Também é possível identificar um cálculo político interno. As tarifas contra o Brasil contribuem para desgastar o governo Lula e podem abrir caminho para a eleição de um governo de direita em 2026, mais alinhado a Washington. Nesse cenário, o trumpismo trabalha com a expectativa de que um futuro governo brasileiro flexibilize posições estratégicas.

Por fim, há um componente mais pessoal de Trump, ligado à sua afinidade ideológica com Jair Bolsonaro. O julgamento do ex-presidente brasileiro repercute nos EUA, onde setores da sociedade americana enxergam com “inveja” a capacidade da Justiça brasileira de responsabilizar líderes acusados de tentar reverter a ordem democrática.

Para esses grupos, enfraquecer Lula e proteger Bolsonaro é uma forma tentar impedir que a justiça americana se inspire na brasileira para barrar Trump. Assim, a taxação ao Brasil transcende a lógica de Estado e passa a refletir também as disputas da direita radical americana.

A taxação da Índia

A taxação imposta por Trump à Índia pode refletir um cansaço crescente de Washington com a política externa pragmática do país asiático. Diferente de outros parceiros estratégicos, Nova Délhi não se alinha automaticamente às posições americanas, preferindo manter uma agenda própria que inclui a defesa do Sul Global e a busca por maior equilíbrio nas instituições multilaterais.

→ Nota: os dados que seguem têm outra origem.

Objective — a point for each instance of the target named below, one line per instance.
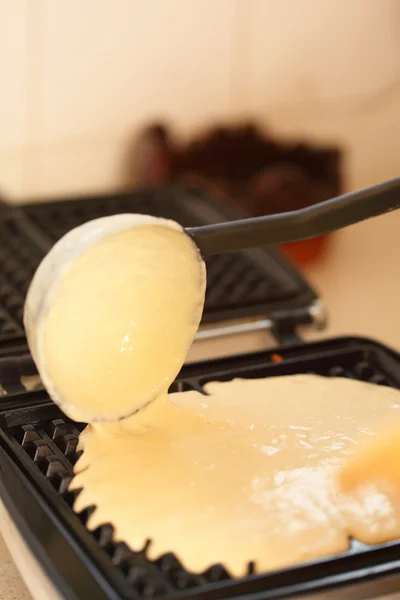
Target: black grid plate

Apesar de não ser tão vocal quanto o Brasil, a Índia tem interesse ativo na reforma da governança global, especialmente em organismos como o Conselho de Segurança da ONU e o FMI. Essa posição aproxima o país de outras potências emergentes e reforça sua condição de ator independente. Para Washington, o protagonismo indiano nesse campo mina a estratégia de manter o país como simples contraponto à China e coloca em evidência uma agenda que foge do controle americano.

Durante anos, a Índia foi tratada pelos EUA como peça fundamental na contenção de Pequim. Entretanto, seu crescimento econômico acelerado começa a mudar a equação. Em algumas décadas, o país deve se consolidar como a terceira ou até mesmo a segunda maior economia do mundo, podendo superar os próprios Estados Unidos em determinadas áreas estratégicas. Assim, além de parceiro, a Índia passa a ser percebida também como potencial concorrente.

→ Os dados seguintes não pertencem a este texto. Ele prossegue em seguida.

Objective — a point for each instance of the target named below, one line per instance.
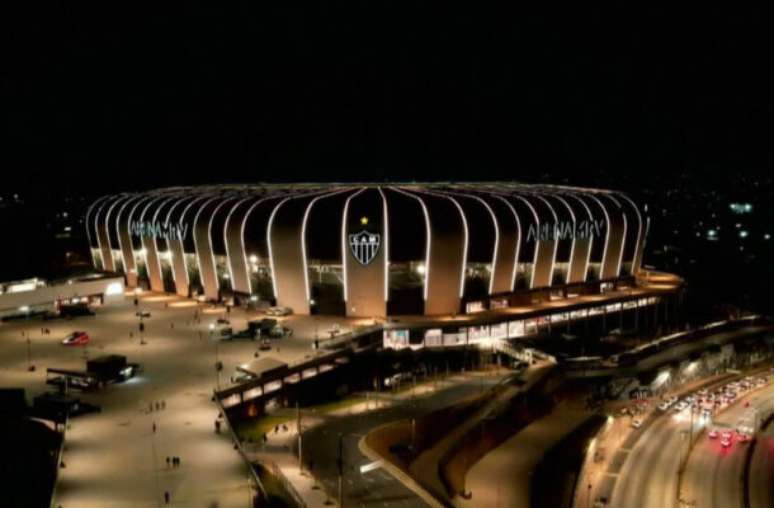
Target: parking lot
(114, 458)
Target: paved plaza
(114, 458)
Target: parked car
(76, 339)
(279, 311)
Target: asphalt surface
(713, 475)
(648, 463)
(376, 488)
(114, 458)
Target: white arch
(343, 243)
(386, 255)
(428, 233)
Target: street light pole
(300, 443)
(340, 464)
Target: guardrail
(238, 447)
(631, 357)
(59, 461)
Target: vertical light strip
(129, 224)
(129, 264)
(640, 238)
(427, 238)
(607, 235)
(88, 232)
(497, 240)
(464, 245)
(155, 243)
(242, 240)
(99, 237)
(591, 237)
(386, 251)
(537, 228)
(107, 228)
(271, 251)
(556, 241)
(623, 238)
(212, 245)
(196, 243)
(229, 261)
(344, 256)
(572, 248)
(517, 247)
(303, 239)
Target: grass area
(336, 405)
(253, 430)
(554, 478)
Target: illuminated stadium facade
(371, 250)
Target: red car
(76, 339)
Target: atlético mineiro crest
(364, 246)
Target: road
(647, 465)
(712, 476)
(377, 488)
(114, 458)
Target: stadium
(372, 250)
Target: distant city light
(740, 208)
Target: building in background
(372, 250)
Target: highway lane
(761, 480)
(376, 488)
(649, 475)
(713, 473)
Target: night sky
(108, 99)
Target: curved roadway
(650, 462)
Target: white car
(279, 311)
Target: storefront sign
(364, 246)
(157, 229)
(565, 230)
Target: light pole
(30, 367)
(218, 365)
(300, 441)
(340, 465)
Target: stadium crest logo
(364, 246)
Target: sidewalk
(278, 452)
(612, 437)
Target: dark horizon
(100, 101)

A reação de Nova Délhi às tarifas impostas por Trump deixou claro esse novo cenário. Poucos dias após o anúncio, o primeiro-ministro Narendra Modi telefonou para o líder chinês Xi Jinping, sinalizando uma inesperada aproximação. O gesto político, seguido da marcação de uma visita de Estado a Pequim, mostrou que a Índia dispõe de alternativas e pode usar sua posição estratégica para ampliar a margem de manobra frente a Washington.